“Although there are two official languages, there is no official culture, nor does any ethnic group take precedence over the other”. – Pierre Elliot Trudeau
This statement by former Canadian Prime Minister Pierre Trudeau, made as he introduced the Multiculturalism Act of 1971, was meant to describe the new official policy: “Multiculturalism within a Bilingual Framework” (Mackey 1998:64). Multiculturalism entails state recognition of diversity, promotion of plural cultures co-existing together and is characterised by tolerance (Mackey 1998). However, this institutionalization of managing diversity was not as innocuous as merely wishing to embrace a more pluralistic Canada but rather, was politically motivated. It was an attempt to flesh out a unified Canadian identity, distinct from that of imperialist Britain or the United States (Mackey 1998).
This official policy of managing difference was thusly created, not to subvert or to challenge the status quo or dominant culture, but rather to ensure its continued hegemonic survival through inclusion. To insist that there was no “official culture” was more favourable than actually selecting an “official culture” as such a move would inevitably alienate other groups. The policy of managing difference also dictated how/what forms of difference was acceptable and contributed to Canadian society (Mackey 1998:66). As Mackey notes, “the policy was, after all, called ‘multiculturalism within a bilingual framework’. Only the two founding nations have linguistic and political rights as members of their groups. Members of ethnic minorities only have rights as individual citizens” (Mackey 1998:66). This was also illustrated recently in 2009, when Tamil-Canadians held extensive protests aimed at raising awareness regarding the plight of Tamils in the Sri Lankan civil war. The Tamil diaspora was characterized by much of mainstream Canadian media as pandering to an issue that was culturally bound to another nation (Sri Lanka) and not an arena for Canadian intervention, ignoring the conflict’s locus within the larger global discourse of human rights (George 2012). The Tamil diaspora was therefore portrayed often (but not totally) as an “other” group, whose interests were irretrievably distinct from “Canadian interests”, and their allegiance to Canadian citizenship was implicitly challenged, prompting questions about their belonging (or lack of) to Canadian society (George 2012).
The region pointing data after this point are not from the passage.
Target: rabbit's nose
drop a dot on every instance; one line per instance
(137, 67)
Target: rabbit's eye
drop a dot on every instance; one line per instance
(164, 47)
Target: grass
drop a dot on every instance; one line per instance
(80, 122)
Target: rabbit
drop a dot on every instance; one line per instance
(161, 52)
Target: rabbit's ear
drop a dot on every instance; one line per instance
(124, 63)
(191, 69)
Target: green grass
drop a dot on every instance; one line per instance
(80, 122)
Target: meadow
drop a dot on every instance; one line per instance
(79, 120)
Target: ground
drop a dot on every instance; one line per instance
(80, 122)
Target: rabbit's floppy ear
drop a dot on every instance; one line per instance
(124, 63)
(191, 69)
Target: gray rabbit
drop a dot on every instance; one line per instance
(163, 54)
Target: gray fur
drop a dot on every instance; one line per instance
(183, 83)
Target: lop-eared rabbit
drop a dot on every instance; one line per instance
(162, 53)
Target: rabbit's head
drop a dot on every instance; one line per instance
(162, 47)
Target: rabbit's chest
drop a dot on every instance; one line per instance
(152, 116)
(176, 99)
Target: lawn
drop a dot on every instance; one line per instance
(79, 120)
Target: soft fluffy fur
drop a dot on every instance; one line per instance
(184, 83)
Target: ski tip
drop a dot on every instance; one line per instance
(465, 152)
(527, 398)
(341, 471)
Tolerance, as a characteristic of multiculturalism, also presents its own challenges and associated assumptions. Tolerance, in multicultural discourse, is the bare minimum that one should aspire to, with celebration of difference going a step farther. Mackey argues that despite the British being supplanted by multiculturalism in this new configuration of Canadian identity, tolerance as one of its key features was part of “a continuum with earlier forms of British/Canadian identity, for example, the nationalist image of the gentle and tolerant Mounties (being kind to native people) as a symbol of Britain’s superior justice” (Mackey 1998:65). Nevertheless, it becomes apparent that there exist limits to multicultural tolerance, when national values or cohesion is seemingly threatened. Evidenced by the French ban on face covering (targeted mainly at niqab/burqa wearers) in public space, the national value of secularism triumphed over tolerance of this particular practice. Limits to tolerance raise questions regarding cultural relativity, which are murky waters to traverse due to the ambivalence it imposes on societal moral objectivity.
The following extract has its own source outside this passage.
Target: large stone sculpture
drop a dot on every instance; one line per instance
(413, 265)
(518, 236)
Recently, heads of state such as Chancellor Angela Merkel of Germany and former UK Prime Minister David Cameron made statements about multiculturalism as a “failed experiment”. Chancellor Merkel remarked on immigrants (mostly Arab) inability to successfully assimilate into German society and subsequently, eroding national unity. Cameron asserted that state multiculturalism had culminated in ethnic groups sequestering amongst themselves and not participating in mainstream society. It must be noted that their sentiments espouse integration and assimilation, not necessarily the mosaic that multiculturalism embodies within the Canadian context (despite its own set of problems). The way multiculturalism has been enshrined legally under the Canadian, British and German contexts, is different and manifests in different forms. While mostly celebrated in Canada as a part of our national identity, multiculturalism is disparaged as a “failed experiment” in others, highlighting the discrepancy between the approaches to multiculturalism.